For what is the right to life, liberty and pursuit of happiness if the right to destroy life is equally protected?

Aaron Alexis, the 34-year-old identified as the shooter in Monday’s assault, legally purchased the gun and ammunition he used in the attack. This was despite his having been arrested and cited for violent gun-related crimes in 2004 and 2010. Alexis was a former Navy Reserve officer with a documented history of mental illness. And the Associated Press reports that he suffered from various mental-health problems, including paranoia, sleep disorders and hearing voices. Yet Alexis gained employment with a federal contractor at the Navy yard and was apparently unimpeded in his purchase of firearms.

The cognitive dissonance inherent in these facts is what drives so many gun control advocates to cry foul on a Congress seemingly held hostage by the National Rifle Association and gun-manufacturing lobby. It simply makes no sense.

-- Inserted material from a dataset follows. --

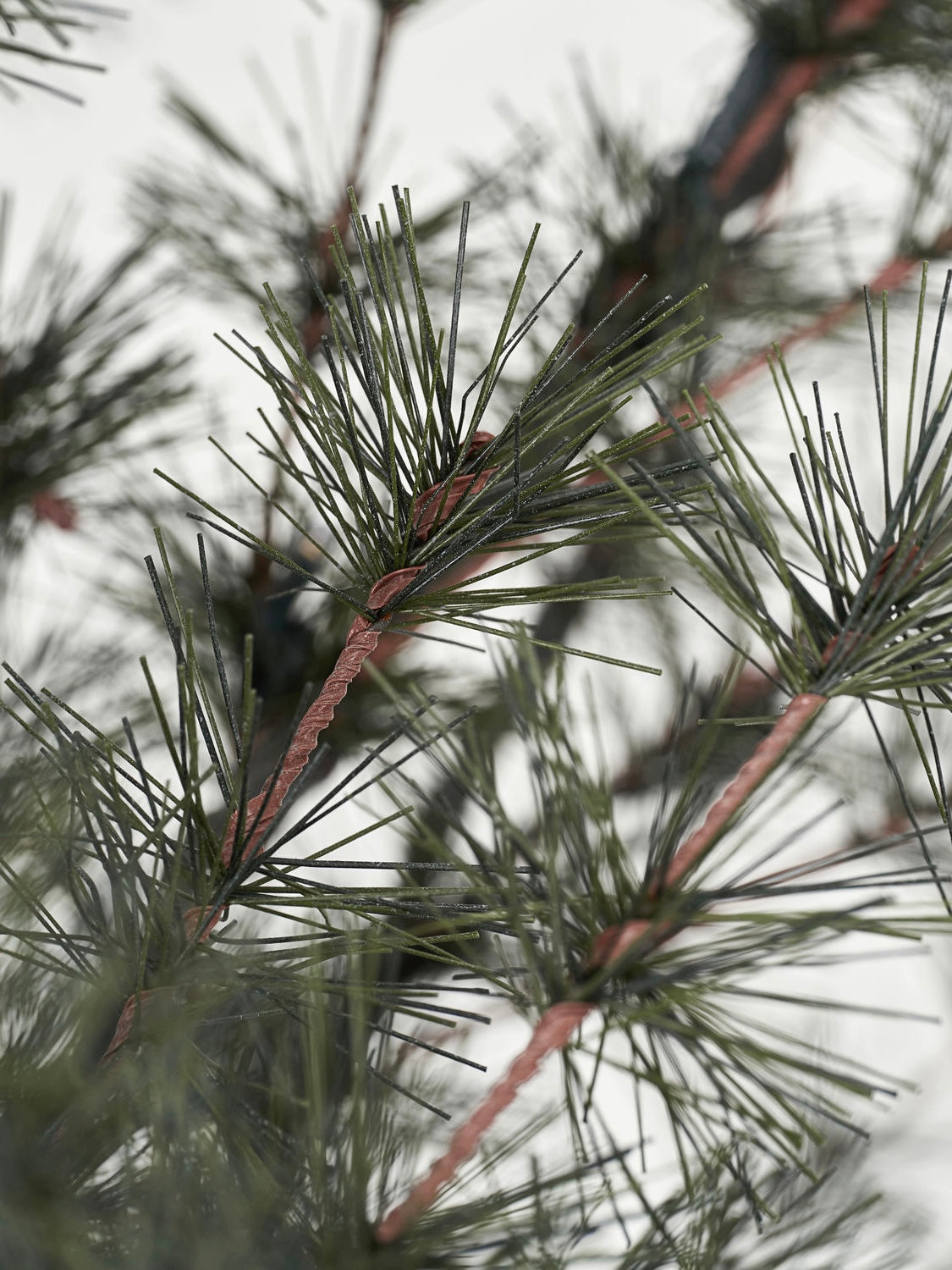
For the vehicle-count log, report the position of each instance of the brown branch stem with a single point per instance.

Reasonable gun control measures, like those President Obama proposed after the Newtown massacre, might have helped prevent this kind of incident. Yet even with a 54-46 bipartisan vote in the U.S. Senate in April, a watered-down background-check bill failed to meet the filibuster-proof 60-vote threshold. Even if it had, the measure was all but dead on arrival in the House of Representatives, which remains beholden to the radical, far-right wing of the Republican Party.

Though violent-crime rates have declined precipitously since the 1990s, there is one curious fact that belies the statistics: Mass shootings have occurred at an average rate of one per month since 2009. And though assault weapons are used in a minority of mass shootings, the incidents in which they are used are much deadlier.